Moda na to co pojawia się wokół naszych dzieci i w wyprawkach przed ich przyjściem na świat ciągle nieco ewoluuje. Kolory to zwykle kwestia bardzo indywidualna, jednak pojawiają się nowe modele rozwiązań, które sprawiają, że zajmowanie się dziećmi czy rozwiązywanie ich problemów, przez które płaczą staje się łatwiejsze. Nie można jednak powiedzieć, że pośród tych podstawowych elementów coś znika, przestaje być potrzebne czy pożądane. Weźmy pod uwagę właśnie kołyski. Były od dawna i nadal są, często pojawiają się w bardzo unowocześnionej formie, z możliwością przechowywania najpotrzebniejszych rzeczy, budką i jakimiś systemami. Jednak to na jaką się zdecydujemy i czy w ogóle zależy od naszego gustu.

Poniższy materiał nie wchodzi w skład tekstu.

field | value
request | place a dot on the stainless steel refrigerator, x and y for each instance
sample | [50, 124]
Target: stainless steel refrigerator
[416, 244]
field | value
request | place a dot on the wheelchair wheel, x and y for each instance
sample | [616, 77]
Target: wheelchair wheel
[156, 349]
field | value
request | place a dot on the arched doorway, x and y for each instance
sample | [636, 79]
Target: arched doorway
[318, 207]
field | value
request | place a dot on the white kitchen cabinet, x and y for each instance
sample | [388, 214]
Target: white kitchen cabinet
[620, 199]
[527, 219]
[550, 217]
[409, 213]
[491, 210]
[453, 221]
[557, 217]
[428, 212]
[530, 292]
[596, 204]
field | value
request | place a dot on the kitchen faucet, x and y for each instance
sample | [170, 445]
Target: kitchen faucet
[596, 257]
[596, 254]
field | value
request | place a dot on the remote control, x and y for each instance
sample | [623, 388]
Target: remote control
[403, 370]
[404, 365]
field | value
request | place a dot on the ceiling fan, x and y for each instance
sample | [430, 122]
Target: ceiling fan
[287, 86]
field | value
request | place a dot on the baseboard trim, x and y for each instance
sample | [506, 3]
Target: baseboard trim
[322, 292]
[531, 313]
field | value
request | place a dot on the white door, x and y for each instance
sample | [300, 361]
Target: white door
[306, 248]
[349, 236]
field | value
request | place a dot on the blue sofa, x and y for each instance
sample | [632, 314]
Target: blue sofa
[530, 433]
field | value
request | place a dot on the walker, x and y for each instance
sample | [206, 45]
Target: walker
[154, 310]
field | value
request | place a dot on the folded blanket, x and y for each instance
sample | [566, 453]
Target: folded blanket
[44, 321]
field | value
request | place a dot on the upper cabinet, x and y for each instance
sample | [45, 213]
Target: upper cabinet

Weźmy jednak pod rozwagę klasykę. Drewniane kołyski, które istotnie ręką możemy bujać. Niektóre maluchy to uwielbiają i szybciej zasypiają. Często decydujemy się na takie mebelki w kolorze białym, który jest najbardziej uniwersalny i odpowiednio wpisze się w większość miejsc. Zdarzają się jednak również prawdziwe klasyki w dawnych formach ze zdobieniami. Obecnie ciekawym rozwiązaniem, które oferowane jest przez pracownie stolarskie i nie tylko jest możliwość opuszczania jednej ze ścianek kołyski i doczepianie jej do łóżka w sypialni. W ten sposób dziecko śpi we własnym łóżku w sypialni rodziców, a dla karmiącej mamy taka bliskość może okazać się ogromną wygodą.
Na początku nasze dziecko właściwie więcej nie potrzebuje. Kołyska jest niewielka, dużo mniejsza od klasycznego łóżeczka, przez co łatwiej jest ją wstawić na początku w swojej sypialni. Łóżeczko możemy kupić, gdy nasza pociecha zamieszka już we własnym pokoju. Dodatkowo jeśli zdecydujemy się na postawienie jej w ciasnej sypialni, to z pewnością stolarz wykona taką, która będzie idealnie, pod każdym względem pasować do przestrzeni jaką posiadamy, dziecku będzie wygodnie, a my zaoszczędzimy miejsce i postawimy na wygodę i piękny klasyk.